Adesso si è capito il senso dei video postati lo scorso 20 febbraio dal sindaco di Terni , Stefano Bandecchi, dopo essere stato intervistato dal giornalista di “Fuori dal coro”, la popolare trasmissione di Rete4 condotta da Giordano. Prima che il servizio andasse in onda, ieri sera 22 febbraio, il sindaco ha voluto dare una specie di giustificazione preventiva a quello che si sarebbe visto, evidentemente consapevole che, ancora una volta, Terni sarebbe finita alla ribalta delle cronaca per qualcosa che lo riguarda personalmente e è non proprio roba da educande (potete ascoltare il consueto turpiloquio nel servizio di Fuori dal coro). Lo spettacolo che Bandecchi ha offerto nell’incontro con il giornalista (monumentale la sua prova di resistenza a tanta arroganza e provocazione) si commenta da solo e tutti possono farsi un’idea; ma quello che colpisce è come Bandecchi riesca a gestire la comunicazione a suo favore (ovviamente funziona solo con alcuni, per fortuna), cercando di attribuire agli altri comportamenti e intensione che, al limite nel caso specifico, potrebbero appartenere a lui. Tutto materiale che la prof.ssa Tiziana Laudadio, nuovo assessore della giunta Bandecchi, può utilizzare per le ore di educazione civica degli studenti.
Il lupo diventato agnello
In un video postato sempre sui social, Bandecchi racconta di come si sia sentito minacciato e spaventato, intimorito e aggredito da questo giornalista che sarebbe piombato su palazzo Bazzani insieme a una squadraccia di buttafuori per cercare la rissa. Verrebbe da pensare che il dominus, abituato ai monologhi con la stampa locale (che certo non è sempre in vena di domande scomode) quando qualcuno cerca un confronto su temi come quello del rinvio a giudizio per un’evasione da 20 milioni, allora si senta aggredito. Ma non fisicamente. Il sindaco si sente aggredito perché qualcuno osa metterlo in discussione e, si sa, il dominus è il dominus, è il padrone. Di seguito il servizio completo di Fuori dal Coro.
L’agnello intimorito
Per un sindaco parà, che si vanta in modo frequente delle sua prestanza fisica, che è sotto processo per aver lui cercato di aggredire il consigliere Marco Celestino Cecconi (chiedere a lui che significa aver paura di essere aggrediti), che non ha paura di affrontare una rapina a mano armata e minacce di morte, che non ha paura di affrontare una curva ultras sputando contro tifosi che non sono proprio pecorelle indifese, che è finito sotto osservazione da parte del Ministero dell’Interno, che non ha paura a sputare contro un cittadino, che non ha paura a definire in modo oltraggioso un organo come la Guardia di Finanza, che è sotto processo per un’evasione da oltre 20 milioni di euro, è davvero il colmo aver paura del povero giornalista di Fuori dal coro che tutto è sembrato tranne che un lupo famelico in cerca di una preda. Anzi, ha dovuto subire offese personali persino sull’accento e sul nome dal sindaco di Terni, Stefano Bandecchi.
Homo hominis lupus
Rimanendo in tema di lupi, si sa che “lupus est homo homini” e chi sbrana per primo sbrana due volte verrebbe da dire.
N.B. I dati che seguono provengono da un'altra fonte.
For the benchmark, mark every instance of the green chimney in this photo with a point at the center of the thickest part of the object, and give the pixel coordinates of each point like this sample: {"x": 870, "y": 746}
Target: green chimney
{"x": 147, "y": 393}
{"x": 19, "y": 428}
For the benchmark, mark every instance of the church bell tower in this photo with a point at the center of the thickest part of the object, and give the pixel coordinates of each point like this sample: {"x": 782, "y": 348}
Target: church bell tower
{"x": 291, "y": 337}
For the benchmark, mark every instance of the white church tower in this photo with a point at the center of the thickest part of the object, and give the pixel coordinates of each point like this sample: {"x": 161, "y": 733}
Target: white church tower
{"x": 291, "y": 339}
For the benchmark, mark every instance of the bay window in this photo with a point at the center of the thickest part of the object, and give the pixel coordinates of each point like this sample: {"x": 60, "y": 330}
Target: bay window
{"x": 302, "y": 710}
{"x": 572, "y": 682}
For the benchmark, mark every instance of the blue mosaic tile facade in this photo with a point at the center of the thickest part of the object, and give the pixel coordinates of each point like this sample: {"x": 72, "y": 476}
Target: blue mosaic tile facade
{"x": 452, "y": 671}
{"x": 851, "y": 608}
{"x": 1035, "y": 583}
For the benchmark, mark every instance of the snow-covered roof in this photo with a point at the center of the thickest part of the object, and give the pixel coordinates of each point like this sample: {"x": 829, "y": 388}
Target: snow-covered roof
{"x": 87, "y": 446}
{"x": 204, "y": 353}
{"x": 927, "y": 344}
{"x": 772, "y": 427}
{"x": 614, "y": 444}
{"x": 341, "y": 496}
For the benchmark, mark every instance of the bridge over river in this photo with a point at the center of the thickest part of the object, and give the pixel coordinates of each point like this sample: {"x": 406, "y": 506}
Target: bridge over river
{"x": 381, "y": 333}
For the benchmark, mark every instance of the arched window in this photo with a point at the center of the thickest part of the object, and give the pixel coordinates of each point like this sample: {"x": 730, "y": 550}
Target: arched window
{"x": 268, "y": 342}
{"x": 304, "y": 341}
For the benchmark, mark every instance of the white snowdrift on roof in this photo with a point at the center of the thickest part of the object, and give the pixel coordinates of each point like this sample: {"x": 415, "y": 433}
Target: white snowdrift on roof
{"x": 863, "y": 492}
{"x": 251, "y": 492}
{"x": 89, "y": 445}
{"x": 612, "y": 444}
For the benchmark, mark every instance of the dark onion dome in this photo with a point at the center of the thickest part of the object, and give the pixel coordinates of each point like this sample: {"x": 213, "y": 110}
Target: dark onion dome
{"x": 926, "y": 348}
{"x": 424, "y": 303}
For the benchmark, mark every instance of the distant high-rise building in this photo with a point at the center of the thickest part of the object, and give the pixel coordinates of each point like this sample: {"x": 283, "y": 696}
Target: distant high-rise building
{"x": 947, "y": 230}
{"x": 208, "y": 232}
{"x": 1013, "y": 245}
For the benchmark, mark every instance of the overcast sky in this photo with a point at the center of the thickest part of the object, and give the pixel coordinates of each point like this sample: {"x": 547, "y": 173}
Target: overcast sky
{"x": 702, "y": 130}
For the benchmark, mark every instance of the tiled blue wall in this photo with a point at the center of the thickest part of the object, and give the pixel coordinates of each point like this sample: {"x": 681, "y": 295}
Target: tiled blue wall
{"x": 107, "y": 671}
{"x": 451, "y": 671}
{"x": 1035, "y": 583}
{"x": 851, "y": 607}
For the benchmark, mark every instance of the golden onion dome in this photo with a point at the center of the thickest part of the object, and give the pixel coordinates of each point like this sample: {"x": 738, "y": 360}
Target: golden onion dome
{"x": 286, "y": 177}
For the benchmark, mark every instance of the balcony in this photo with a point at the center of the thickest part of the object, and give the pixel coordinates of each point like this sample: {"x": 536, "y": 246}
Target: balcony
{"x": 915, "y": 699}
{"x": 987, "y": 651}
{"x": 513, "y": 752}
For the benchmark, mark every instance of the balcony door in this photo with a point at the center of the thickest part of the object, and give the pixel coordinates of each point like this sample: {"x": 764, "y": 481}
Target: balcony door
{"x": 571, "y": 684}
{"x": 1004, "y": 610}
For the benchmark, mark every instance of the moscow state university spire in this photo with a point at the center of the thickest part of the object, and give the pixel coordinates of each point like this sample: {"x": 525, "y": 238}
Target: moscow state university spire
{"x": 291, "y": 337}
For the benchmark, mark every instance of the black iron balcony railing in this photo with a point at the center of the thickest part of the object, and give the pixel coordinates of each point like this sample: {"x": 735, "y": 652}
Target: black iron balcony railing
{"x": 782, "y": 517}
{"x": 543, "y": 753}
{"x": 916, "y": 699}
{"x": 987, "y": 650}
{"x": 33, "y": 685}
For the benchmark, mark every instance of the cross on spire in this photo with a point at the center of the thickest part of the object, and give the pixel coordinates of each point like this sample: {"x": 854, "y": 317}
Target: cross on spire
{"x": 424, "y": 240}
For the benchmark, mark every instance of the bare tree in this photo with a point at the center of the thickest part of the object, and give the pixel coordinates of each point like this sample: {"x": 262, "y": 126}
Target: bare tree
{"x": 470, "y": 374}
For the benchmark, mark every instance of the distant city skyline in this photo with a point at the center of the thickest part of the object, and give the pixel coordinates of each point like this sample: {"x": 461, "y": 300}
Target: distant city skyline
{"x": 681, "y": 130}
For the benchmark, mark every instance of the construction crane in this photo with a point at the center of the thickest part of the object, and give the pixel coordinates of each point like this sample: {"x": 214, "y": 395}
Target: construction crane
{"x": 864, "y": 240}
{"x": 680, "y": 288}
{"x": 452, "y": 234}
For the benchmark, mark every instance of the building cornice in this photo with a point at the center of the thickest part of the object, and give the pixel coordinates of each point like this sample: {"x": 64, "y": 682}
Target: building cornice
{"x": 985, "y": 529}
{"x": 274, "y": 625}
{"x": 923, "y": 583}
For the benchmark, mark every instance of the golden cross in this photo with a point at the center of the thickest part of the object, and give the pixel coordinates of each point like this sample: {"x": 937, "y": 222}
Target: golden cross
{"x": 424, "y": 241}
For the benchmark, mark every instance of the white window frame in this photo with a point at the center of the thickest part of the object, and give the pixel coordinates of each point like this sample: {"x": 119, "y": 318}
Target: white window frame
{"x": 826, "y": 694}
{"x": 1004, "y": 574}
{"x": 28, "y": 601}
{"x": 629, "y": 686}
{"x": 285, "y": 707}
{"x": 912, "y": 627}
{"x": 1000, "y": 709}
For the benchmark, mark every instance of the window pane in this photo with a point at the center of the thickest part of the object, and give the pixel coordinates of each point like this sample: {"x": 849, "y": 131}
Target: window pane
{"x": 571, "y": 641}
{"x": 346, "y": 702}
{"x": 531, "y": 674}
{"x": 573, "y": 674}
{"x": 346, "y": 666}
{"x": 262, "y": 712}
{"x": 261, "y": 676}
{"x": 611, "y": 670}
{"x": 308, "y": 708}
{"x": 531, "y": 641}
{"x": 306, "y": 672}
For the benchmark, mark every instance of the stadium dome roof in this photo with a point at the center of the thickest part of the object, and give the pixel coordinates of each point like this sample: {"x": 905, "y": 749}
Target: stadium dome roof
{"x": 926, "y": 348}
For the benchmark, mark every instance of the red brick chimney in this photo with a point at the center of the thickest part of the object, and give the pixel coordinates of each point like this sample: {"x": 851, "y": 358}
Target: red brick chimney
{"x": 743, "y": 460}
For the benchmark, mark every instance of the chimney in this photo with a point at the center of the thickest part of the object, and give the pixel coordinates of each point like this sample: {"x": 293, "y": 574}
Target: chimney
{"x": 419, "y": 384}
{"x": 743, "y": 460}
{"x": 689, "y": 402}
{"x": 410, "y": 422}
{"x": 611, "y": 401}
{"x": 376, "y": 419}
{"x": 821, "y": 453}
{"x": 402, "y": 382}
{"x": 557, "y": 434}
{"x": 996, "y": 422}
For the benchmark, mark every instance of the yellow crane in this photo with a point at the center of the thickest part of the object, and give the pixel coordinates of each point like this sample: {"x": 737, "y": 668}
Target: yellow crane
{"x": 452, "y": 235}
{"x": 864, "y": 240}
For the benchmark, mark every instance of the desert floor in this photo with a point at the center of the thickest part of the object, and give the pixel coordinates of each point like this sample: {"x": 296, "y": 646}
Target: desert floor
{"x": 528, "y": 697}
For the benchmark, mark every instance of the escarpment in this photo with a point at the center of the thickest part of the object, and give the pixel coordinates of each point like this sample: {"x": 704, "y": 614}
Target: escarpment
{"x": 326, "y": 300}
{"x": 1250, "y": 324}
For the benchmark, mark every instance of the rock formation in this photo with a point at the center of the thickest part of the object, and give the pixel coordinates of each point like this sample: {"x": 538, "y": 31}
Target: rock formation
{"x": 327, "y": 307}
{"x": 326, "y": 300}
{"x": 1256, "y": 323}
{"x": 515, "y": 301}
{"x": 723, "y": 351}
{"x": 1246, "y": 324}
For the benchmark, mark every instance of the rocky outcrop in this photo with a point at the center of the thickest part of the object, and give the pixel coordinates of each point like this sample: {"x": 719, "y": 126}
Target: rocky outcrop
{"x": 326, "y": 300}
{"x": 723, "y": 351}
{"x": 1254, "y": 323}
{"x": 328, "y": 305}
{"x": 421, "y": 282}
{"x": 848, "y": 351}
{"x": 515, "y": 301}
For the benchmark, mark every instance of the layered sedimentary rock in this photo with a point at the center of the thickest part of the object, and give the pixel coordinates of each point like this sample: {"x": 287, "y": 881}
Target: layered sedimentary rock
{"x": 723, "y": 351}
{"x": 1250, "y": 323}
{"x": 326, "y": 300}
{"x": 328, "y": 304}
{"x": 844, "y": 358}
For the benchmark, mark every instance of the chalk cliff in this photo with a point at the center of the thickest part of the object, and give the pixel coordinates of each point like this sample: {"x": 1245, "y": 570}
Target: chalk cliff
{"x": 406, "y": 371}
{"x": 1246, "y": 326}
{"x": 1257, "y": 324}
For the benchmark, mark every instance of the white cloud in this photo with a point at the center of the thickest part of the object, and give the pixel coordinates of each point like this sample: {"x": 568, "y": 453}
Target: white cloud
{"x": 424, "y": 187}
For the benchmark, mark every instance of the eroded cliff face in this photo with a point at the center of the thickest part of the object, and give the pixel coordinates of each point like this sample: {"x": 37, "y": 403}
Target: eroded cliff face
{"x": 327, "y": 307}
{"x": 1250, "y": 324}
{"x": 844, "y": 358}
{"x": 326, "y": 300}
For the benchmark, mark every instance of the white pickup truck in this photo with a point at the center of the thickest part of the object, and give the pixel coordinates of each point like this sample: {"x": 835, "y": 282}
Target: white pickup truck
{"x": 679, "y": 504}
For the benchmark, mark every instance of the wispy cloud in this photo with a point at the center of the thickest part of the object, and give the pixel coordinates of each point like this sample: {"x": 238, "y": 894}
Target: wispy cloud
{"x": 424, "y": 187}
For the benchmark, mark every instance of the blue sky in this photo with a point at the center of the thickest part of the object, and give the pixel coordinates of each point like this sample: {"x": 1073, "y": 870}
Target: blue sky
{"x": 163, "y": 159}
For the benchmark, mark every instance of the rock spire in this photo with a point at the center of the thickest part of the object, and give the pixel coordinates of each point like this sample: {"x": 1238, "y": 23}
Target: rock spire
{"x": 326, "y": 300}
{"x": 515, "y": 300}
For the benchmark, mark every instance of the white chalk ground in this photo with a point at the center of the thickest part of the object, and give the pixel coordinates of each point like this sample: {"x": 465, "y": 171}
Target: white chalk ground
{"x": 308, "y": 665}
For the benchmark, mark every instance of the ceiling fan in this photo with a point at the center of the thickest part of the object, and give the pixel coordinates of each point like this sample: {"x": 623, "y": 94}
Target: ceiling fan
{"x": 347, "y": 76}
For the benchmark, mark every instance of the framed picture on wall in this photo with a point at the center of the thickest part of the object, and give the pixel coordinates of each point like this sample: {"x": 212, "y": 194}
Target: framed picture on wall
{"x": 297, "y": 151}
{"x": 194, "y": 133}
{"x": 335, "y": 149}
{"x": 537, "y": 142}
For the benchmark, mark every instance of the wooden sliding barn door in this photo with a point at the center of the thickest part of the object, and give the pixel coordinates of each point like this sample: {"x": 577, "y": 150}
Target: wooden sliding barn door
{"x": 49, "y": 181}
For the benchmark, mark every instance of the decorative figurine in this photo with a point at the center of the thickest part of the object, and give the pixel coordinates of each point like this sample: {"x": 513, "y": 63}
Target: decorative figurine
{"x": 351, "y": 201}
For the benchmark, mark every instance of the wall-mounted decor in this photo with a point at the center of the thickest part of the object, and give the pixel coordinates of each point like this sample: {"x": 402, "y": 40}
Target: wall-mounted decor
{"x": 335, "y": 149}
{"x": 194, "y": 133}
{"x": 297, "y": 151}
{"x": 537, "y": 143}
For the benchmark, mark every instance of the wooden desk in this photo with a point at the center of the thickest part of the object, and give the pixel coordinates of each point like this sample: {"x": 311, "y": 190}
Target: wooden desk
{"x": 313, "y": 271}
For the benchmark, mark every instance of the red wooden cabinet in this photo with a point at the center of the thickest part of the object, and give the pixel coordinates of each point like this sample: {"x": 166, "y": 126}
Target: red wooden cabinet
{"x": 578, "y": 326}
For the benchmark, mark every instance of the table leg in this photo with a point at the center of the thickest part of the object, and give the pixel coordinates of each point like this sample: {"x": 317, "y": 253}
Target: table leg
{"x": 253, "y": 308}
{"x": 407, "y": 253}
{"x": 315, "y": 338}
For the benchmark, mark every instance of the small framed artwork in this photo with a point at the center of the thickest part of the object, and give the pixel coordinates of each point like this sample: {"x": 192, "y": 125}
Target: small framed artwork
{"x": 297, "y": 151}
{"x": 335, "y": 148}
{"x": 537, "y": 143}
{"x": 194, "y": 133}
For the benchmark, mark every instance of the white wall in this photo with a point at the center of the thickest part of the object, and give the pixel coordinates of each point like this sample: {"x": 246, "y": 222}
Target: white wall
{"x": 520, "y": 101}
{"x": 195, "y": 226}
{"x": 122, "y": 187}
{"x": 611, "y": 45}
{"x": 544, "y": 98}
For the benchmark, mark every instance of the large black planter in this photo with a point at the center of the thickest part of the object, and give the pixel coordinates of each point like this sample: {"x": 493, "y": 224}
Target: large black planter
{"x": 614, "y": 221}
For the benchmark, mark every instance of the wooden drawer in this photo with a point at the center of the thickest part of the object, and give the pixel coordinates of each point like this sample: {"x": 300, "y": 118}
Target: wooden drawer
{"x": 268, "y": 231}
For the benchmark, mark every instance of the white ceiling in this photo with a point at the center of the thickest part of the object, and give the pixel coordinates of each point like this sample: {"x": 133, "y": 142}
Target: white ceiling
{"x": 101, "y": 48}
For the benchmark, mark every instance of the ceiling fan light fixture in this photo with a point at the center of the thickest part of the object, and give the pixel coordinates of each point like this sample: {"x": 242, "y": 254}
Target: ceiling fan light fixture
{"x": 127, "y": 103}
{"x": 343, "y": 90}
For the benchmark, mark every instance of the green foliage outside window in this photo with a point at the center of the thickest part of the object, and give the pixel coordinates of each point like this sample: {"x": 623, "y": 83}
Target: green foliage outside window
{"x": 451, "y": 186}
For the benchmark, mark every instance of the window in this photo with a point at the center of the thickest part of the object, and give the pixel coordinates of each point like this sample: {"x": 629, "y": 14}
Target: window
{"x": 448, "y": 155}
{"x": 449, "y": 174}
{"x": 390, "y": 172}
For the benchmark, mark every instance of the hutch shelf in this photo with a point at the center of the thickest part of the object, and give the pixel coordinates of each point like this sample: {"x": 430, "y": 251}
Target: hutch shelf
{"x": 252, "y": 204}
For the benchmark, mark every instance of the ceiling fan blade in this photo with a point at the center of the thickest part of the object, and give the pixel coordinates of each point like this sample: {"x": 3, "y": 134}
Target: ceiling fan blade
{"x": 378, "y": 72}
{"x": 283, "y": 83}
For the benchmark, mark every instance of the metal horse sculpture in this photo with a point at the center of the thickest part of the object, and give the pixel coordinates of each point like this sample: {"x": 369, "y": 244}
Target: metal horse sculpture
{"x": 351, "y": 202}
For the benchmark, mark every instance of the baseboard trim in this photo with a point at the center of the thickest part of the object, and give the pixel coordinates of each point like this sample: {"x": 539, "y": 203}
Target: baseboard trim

Il tentativo di Bandecchi, che il pelo non lo perde mai (e neanche il vizio), di tamponare con un video preventivo in cui si presenta come vittima e la minaccia di non mandare in onda il servizio a “Fuori dal coro” la dicono lunga sul modus operandi del sindaco e presidente della Provincia di Terni che continua ad essere sempre più dominus e, adesso, anche agnus che in tempi pasquali sarà pronto a togliere i peccati (degli altri).